Not calibrated prevalence, not ground truth. Human validation pending. Learned from the 10,348 direct Codex labels and 10,348 direct Gemma labels. Candidate is the union of thresholded teacher heads; consensus is their intersection. These outputs are machine_predicted_unvalidated and are not human labels or direct frontier model labels.

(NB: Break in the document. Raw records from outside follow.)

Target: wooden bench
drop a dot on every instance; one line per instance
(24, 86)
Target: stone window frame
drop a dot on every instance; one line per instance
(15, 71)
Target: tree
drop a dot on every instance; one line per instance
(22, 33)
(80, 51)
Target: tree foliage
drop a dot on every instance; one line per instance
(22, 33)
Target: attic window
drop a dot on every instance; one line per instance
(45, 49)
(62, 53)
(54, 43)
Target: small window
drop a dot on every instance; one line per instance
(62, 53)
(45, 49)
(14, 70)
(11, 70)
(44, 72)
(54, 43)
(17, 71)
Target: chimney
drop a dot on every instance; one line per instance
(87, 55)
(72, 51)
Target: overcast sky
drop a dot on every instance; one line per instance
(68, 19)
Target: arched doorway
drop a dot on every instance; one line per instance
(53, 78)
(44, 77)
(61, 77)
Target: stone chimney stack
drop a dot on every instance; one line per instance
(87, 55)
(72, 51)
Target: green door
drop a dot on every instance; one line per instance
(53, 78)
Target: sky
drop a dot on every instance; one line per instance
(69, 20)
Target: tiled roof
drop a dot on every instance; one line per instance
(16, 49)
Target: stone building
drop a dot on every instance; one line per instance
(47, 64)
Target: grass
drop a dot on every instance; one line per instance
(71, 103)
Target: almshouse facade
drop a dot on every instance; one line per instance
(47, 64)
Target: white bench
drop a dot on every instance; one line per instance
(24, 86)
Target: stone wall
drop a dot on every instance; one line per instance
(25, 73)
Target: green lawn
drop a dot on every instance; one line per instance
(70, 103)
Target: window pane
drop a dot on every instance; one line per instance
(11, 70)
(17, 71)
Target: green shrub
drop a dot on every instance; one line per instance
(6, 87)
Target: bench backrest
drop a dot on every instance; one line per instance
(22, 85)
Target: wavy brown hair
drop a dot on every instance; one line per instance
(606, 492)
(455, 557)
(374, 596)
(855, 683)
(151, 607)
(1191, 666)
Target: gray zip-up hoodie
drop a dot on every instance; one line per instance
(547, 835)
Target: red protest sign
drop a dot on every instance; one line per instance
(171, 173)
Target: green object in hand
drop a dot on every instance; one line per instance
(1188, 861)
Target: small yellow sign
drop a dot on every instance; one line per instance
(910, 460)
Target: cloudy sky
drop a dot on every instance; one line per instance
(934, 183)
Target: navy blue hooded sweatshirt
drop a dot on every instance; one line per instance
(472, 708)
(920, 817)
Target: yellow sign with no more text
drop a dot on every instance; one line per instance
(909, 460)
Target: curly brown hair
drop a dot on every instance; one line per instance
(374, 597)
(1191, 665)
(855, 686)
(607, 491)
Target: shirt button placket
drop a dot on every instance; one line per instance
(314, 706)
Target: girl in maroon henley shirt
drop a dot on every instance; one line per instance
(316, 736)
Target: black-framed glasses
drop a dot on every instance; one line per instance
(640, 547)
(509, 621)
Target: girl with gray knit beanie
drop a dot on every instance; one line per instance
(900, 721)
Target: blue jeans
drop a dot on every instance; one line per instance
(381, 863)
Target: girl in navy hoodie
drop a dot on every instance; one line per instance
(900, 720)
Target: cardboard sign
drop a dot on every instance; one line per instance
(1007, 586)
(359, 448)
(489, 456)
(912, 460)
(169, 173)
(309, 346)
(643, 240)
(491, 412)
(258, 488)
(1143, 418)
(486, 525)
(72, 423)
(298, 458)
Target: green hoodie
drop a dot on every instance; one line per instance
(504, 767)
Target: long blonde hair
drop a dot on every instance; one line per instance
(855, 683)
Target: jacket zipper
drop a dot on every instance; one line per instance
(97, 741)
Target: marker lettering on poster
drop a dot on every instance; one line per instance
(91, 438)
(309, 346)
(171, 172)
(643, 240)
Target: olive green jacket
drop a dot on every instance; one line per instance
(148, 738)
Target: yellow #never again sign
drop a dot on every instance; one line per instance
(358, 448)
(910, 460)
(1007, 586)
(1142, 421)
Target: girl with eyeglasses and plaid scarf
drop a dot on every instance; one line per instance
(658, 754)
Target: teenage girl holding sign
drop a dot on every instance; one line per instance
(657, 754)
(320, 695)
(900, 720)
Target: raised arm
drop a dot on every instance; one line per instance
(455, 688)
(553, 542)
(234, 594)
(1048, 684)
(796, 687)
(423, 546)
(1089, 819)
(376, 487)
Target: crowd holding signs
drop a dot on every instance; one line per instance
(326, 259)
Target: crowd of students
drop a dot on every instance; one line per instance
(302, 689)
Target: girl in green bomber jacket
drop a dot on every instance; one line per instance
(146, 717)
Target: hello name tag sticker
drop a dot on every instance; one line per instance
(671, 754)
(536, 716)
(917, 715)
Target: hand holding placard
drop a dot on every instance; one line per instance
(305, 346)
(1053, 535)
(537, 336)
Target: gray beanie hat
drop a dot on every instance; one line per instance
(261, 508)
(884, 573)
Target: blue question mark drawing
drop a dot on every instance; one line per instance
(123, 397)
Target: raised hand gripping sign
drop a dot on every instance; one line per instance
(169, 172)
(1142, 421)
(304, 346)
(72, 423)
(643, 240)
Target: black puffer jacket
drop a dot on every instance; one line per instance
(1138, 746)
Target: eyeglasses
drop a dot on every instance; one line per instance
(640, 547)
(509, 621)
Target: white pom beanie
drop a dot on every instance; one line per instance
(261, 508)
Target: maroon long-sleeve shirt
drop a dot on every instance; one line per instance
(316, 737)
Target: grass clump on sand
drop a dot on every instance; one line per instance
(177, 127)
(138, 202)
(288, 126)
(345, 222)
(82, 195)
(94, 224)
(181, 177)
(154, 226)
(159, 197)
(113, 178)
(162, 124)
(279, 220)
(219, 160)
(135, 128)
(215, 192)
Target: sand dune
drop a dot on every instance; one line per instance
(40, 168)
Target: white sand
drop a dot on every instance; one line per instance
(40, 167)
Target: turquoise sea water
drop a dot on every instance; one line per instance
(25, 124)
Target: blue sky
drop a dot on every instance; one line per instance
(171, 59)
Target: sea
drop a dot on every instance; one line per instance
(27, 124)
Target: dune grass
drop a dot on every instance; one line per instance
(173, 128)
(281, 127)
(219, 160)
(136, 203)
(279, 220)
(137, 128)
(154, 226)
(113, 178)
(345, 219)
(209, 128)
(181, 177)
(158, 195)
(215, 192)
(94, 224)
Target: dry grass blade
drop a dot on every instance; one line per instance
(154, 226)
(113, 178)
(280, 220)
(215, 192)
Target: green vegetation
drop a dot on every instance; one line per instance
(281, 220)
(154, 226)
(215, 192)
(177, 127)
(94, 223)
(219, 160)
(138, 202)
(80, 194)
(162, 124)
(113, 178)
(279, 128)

metaresearch head score (Codex)0.000
metaresearch head score (Gemma)0.000
Version: codex-gemma-dda1882f352aValidation status: machine_predicted_unvalidated
Candidate categoriesnone
Consensus categoriesnone
DomainCandidate signal: none · Consensus signal: none
Study designCandidate signal: Simulation or modeling · Consensus signal: Simulation or modeling
GenreCandidate signal: Empirical · Consensus signal: Empirical
Teacher disagreement score0.023
Threshold uncertainty score0.597

Codex and Gemma teacher scores by category

CategoryCodexGemma
Metaresearch0.0000.000
Meta-epidemiology (narrow)0.0000.000
Meta-epidemiology (broad)0.0010.000
Bibliometrics0.0000.001
Science and technology studies0.0000.000
Scholarly communication0.0000.000
Open science0.0000.000
Research integrity0.0000.000
Insufficient payload (model declined to judge)0.0000.000

Machine scores (provisional)

The two teacher heads of the student model, read on this work. A score orders the frame for review; it never asserts a category, and the validation status ships verbatim with every row.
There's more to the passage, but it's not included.